A man uses a smartphone to photograph the BSE building in Mumbai, India. (Photographer: Prashanth Vishwanathan/Bloomberg)

Why India Is The Most Expensive Asian Market

For index investors in Asia, India’s Sensex has been the best bet this year even as emerging markets face multiple headwinds.

The 30-share S&P BSE Sensex has returned 11.05 percent so far this year. While that may pale in comparison to the 28 percent surge in 2017, it has outperformed Asian peers. And that pushed the index’s 12-month forward price-to-earnings multiple to 19 times, making it the most expensive in the region.

Why India Is The Most Expensive Asian Market

While the broader markets lagged, the Sensex was in large part helped by domestic flows worth $10 billion (Rs 67,832 crore) into equity funds, according to Bloomberg. That’s in contrast with the selloff by foreign funds on a year-to-date basis.

The average global emerging markets fund allocation is currently at its lowest level since the early second quarter of 2015, according to a recent EPFR Global statement. Rising fuel prices, threat of a trade war between China and the U.S. and rising rates in the U.S. contributed to foreign investors pulling out of emerging markets this year. But India’s outperformance stems from the fact that it’s not the epicentre of trade tensions.

India is a very small part of the global supply chain, making the case of global money coming into the country in the event of a trade war, according to Bharat Iyer, head of India Equity Research at JP Morgan.

The financial crisis in Turkey poses another threat to other emerging markets. But India is expected to remain insulated. Neelkanth Mishra, director in charge of equity research at Credit Suisse, said concerns over the rupee have abated. Despite making the largest one-day move in more than a year, the Indian unit is only tracking the U.S. dollar, he wrote in a note. “We are unlikely to see meaningful weakness and volatility specific to the rupee.”

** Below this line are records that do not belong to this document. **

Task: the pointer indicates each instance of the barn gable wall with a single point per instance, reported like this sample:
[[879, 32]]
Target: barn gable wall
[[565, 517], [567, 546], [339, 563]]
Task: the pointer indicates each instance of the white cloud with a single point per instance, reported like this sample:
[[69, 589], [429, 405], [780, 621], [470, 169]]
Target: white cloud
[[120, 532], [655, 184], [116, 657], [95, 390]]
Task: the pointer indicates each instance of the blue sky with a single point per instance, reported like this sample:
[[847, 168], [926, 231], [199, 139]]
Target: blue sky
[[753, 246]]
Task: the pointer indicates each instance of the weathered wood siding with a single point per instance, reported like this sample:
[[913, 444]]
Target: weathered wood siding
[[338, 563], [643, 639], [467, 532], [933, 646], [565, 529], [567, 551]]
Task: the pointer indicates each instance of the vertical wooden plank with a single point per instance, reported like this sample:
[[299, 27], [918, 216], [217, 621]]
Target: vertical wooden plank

Also read: Rupee Hits 70/$-Mark For First Time

A steady improvement in corporate earnings also lends support with the other key Indian benchmark Nifty’s earnings per share expected to grow at an annualised rate of 23 percent in three years through March 2020, according to a report by Motilal Ostwal Securities.

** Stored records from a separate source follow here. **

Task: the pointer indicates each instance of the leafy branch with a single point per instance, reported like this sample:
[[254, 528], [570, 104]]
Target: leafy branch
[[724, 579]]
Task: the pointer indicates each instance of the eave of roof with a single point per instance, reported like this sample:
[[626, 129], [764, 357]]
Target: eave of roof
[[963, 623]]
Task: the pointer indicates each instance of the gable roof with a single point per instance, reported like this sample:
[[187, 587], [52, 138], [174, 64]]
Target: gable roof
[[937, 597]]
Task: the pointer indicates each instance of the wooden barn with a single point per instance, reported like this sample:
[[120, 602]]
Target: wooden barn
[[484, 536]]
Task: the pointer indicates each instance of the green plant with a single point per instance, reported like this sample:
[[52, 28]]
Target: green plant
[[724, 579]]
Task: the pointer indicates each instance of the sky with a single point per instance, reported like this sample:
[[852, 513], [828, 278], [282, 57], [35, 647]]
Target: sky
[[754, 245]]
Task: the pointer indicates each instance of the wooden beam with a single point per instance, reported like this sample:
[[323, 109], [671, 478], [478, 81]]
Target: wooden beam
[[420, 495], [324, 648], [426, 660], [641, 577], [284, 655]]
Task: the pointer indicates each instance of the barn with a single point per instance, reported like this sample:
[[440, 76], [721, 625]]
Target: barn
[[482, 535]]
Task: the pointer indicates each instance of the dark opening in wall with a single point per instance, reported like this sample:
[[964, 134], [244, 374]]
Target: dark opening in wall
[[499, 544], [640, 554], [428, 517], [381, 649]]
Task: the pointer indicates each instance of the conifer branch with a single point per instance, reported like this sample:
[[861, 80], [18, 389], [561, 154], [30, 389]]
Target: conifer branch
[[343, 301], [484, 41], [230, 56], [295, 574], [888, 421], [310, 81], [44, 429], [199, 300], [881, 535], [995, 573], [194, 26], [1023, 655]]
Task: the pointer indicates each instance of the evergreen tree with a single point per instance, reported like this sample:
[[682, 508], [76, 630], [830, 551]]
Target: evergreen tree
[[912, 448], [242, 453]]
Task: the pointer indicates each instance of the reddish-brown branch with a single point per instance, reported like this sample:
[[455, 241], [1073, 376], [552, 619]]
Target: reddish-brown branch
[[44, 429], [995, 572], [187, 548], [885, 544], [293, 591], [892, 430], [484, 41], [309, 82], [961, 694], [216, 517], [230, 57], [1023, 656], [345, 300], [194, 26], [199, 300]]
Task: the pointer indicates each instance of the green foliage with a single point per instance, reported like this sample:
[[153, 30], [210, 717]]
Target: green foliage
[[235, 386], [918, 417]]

The geopolitical environment currently within most countries is rough, leading to lack of inflows, according to Nilesh Shah of Envision Capital. India, however, seems to be on a stronger footing as the government has been perceived to be taking steps in the right direction to curb Inflation, tackle fiscal deficit challenges and revive the investment cycle, he said. Shah expects fund allocation to emerging markets to increase if the global market environment remains sanguine.

Vikas Khemani, president and chief executive officer at Edelweiss Securities, said a favorable consumption-driven demand and a pick-up in the investment cycle will also help. But concerns remain.

According to Khemani, India still faces an upside risk in the near term in the run-up to the next general election, and the possibility of further interest rate hikes by the RBI to keep the Inflation within their target range of 4 percent.